Fed cuts rates for first time since financial crisis
The Federal Reserve has cut its main interest rate by 25 basis points, the first reduction since the financial crisis, and signalled that it was prepared to ease monetary policy further if necessary.
In its policy statement, the US central bank suggested the monetary easing was justified by “uncertainties” stemming from weakness in the global economy and simmering trade tensions.
“In light of the implications of global developments for the economic outlook as well as muted inflation pressures, the committee decided to lower the target range for the federal funds rate to 2-2.25 per cent,” the Federal Open Market Committee said.
The one-notch cut in interest rates was widely expected by investors and economists, and was accompanied by a dovish decision to halt the reduction in the Fed’s balance sheet on August 1, two months earlier than planned.

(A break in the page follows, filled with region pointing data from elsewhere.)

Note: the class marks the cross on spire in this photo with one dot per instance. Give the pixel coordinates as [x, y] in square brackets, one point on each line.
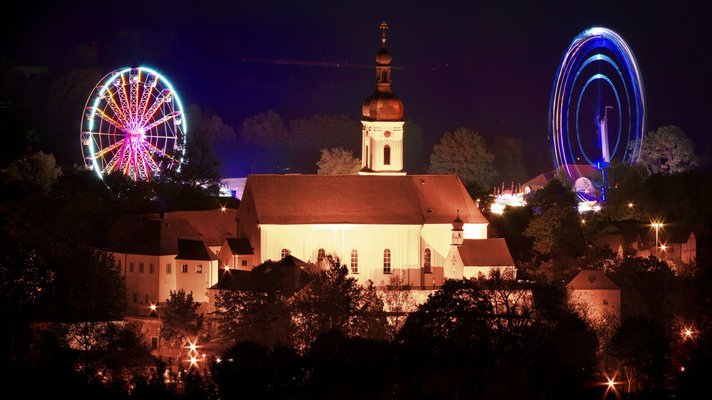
[383, 27]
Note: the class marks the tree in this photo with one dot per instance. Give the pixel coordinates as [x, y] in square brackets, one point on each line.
[398, 302]
[259, 317]
[555, 228]
[508, 159]
[640, 349]
[667, 150]
[465, 154]
[413, 148]
[181, 320]
[36, 171]
[338, 161]
[332, 300]
[202, 164]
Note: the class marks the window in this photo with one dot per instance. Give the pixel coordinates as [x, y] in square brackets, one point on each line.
[387, 261]
[427, 260]
[354, 261]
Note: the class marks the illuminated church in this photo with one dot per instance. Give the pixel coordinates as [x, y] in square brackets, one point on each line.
[380, 223]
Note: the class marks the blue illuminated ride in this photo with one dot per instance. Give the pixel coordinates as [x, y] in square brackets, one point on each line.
[597, 109]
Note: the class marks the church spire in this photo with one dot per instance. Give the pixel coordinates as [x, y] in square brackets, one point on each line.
[384, 28]
[382, 123]
[457, 232]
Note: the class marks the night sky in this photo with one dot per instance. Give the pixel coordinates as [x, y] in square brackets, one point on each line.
[485, 65]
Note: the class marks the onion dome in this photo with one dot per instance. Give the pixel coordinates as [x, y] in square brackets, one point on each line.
[383, 57]
[383, 105]
[457, 223]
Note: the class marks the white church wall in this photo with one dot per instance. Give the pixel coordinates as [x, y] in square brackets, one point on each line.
[304, 241]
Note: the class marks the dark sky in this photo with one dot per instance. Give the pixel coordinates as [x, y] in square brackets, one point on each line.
[485, 65]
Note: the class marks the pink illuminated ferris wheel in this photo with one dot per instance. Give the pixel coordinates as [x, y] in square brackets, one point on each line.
[134, 123]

But two members of the FOMC dissented — Esther George, the president of the Kansas City Fed, and Eric Rosengren of the Boston Fed, said they preferred to keep rates steady — and comments from chairman Jay Powell in his afternoon press conference upset markets that had been looking for a more clearly dovish tone.
Midway through his remarks, the S&P 500 of US stocks was down 1.1 per cent and the dollar spiked 0.5 per cent against its peers, after Mr Powell described the Wednesday cut only as “a mid-cycle adjustment to policy”.

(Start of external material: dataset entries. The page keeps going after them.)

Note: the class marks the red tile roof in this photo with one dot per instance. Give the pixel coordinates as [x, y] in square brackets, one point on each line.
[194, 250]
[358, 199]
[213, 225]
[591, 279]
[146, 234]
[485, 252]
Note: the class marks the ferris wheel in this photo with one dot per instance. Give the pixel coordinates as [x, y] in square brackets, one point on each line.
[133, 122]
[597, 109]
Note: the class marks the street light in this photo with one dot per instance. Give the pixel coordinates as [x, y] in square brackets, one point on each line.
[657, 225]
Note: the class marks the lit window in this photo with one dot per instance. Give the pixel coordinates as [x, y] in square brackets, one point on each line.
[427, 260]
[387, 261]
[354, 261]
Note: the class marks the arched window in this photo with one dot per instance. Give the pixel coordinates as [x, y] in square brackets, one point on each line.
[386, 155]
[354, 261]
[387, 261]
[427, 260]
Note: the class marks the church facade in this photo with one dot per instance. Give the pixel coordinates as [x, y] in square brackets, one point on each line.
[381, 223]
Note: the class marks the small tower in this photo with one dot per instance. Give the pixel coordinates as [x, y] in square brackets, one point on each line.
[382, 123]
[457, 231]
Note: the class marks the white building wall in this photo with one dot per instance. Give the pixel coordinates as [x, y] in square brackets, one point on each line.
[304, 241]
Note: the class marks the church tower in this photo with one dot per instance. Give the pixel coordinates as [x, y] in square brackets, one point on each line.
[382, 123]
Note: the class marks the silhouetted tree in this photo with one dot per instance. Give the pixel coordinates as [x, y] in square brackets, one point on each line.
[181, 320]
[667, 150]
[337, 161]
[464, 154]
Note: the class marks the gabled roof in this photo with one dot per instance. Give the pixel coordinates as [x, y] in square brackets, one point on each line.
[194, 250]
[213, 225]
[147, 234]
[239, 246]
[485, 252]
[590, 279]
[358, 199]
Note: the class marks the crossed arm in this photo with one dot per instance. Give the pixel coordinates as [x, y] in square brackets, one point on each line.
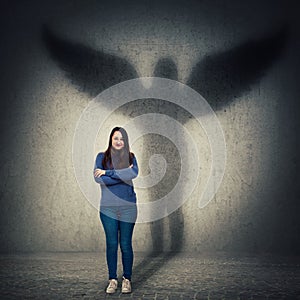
[111, 177]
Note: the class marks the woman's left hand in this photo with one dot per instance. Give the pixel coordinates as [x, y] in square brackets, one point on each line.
[99, 172]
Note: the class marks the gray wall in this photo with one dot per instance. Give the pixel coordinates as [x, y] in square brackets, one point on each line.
[242, 56]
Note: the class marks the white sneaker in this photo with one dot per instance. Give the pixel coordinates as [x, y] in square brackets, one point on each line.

The FOMC statement had hinted that more monetary easing could be forthcoming later in the year. “As the committee contemplates the future path of the target range for the federal funds rate, it will continue to monitor the implications of incoming information for the economic outlook and will act as appropriate to sustain the expansion,” it said.

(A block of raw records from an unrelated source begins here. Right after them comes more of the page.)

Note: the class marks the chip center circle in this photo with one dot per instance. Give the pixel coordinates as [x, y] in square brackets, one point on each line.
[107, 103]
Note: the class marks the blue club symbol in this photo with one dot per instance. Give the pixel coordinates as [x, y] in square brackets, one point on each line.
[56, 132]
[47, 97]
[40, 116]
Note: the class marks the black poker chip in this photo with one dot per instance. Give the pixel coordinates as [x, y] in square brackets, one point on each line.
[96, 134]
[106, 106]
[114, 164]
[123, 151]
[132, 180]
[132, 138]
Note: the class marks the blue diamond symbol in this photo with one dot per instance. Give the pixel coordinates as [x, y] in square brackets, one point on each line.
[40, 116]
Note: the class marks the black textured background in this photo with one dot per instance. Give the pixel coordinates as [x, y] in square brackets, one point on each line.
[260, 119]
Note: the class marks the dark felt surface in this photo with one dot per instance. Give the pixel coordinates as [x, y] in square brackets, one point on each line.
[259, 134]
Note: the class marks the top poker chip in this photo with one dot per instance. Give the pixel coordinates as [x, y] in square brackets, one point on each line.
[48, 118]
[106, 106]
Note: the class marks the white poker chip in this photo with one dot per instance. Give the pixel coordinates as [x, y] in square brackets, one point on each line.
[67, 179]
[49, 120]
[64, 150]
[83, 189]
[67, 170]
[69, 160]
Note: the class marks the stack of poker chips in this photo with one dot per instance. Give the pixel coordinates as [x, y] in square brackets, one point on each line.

Peter Boockvar, chief investment officer at Bleakley Advisory Group, called it a “play-it-by-ear statement”. He said: “It gave markets what they were expecting, but they are not pre-committing to what they are going to do from here.”
Since early June, Fed officials have been pointing to the likelihood of an impending interest rate reduction to buy the US economy some “insurance” against the menacing tide of global economic tremors.
Even though unemployment remains near record lows, and consumption has been remarkably resilient, they have worried about other incoming data including a second-quarter slowdown in US growth, weakness in investment, and persistently low inflation, which is running below the Fed’s 2 per cent target.
The 25 basis point cut in interest rates will disappoint US president Donald Trump, who vociferously pressed the Fed to slash rates more aggressively in the run-up to this week’s meeting, in his latest challenge to the US central bank’s independence.
The Fed’s first interest rate cut in a decade comes as other major central banks are also contemplating additional stimulus. Last week, Mario Draghi, the president of the European Central Bank, paved the way for an easing package, including possible rate cuts and asset purchases, to be launched before the end of his term this autumn to fight persistently low inflation.
The shrinking of the Fed’s balance sheet — which policymakers decided to end earlier than expected — had been pursued in a bid to bring the US central bank’s holdings closer to its pre-crisis level, after several rounds of bond purchases over the past decade.
The Fed also said on Wednesday that it would cut the interest rate it pays banks to keep their excess reserves at the US central bank, from 2.35 per cent to 2.10 per cent, another move designed to stimulate lending and pump money into the economy.
Mr Powell’s decision to press ahead with an interest rate represents a remarkable turnround compared to the tightening of policy he pursued last year, during his first months in office. By the very end of 2018, amid signs of a slowdown and a slump in markets, Mr Powell pressed the pause button on the monetary tightening. He eventually moved towards easing after US-China trade negotiations broke down in May and Mr Trump threatened Mexico with sweeping tariffs on its imports in an effort to crack down on immigration.
At this stage, Fed officials are not expecting a deeper slump in the US economy that would require a much more forceful easing cycle. “The labour market remains strong and . . . economic activity has been rising at a moderate pace,” the FOMC said.
The latest median projection from Fed officials for economic growth, published last month, called for 2.1 per cent growth in 2019, followed by 2 per cent in 2020, and 1.8 per cent in 2021. The IMF’s latest forecast, released this month, was rosier for the US this year, expecting 2.6 per cent growth, though it predicted that output would slow to 1.9 per cent in 2020.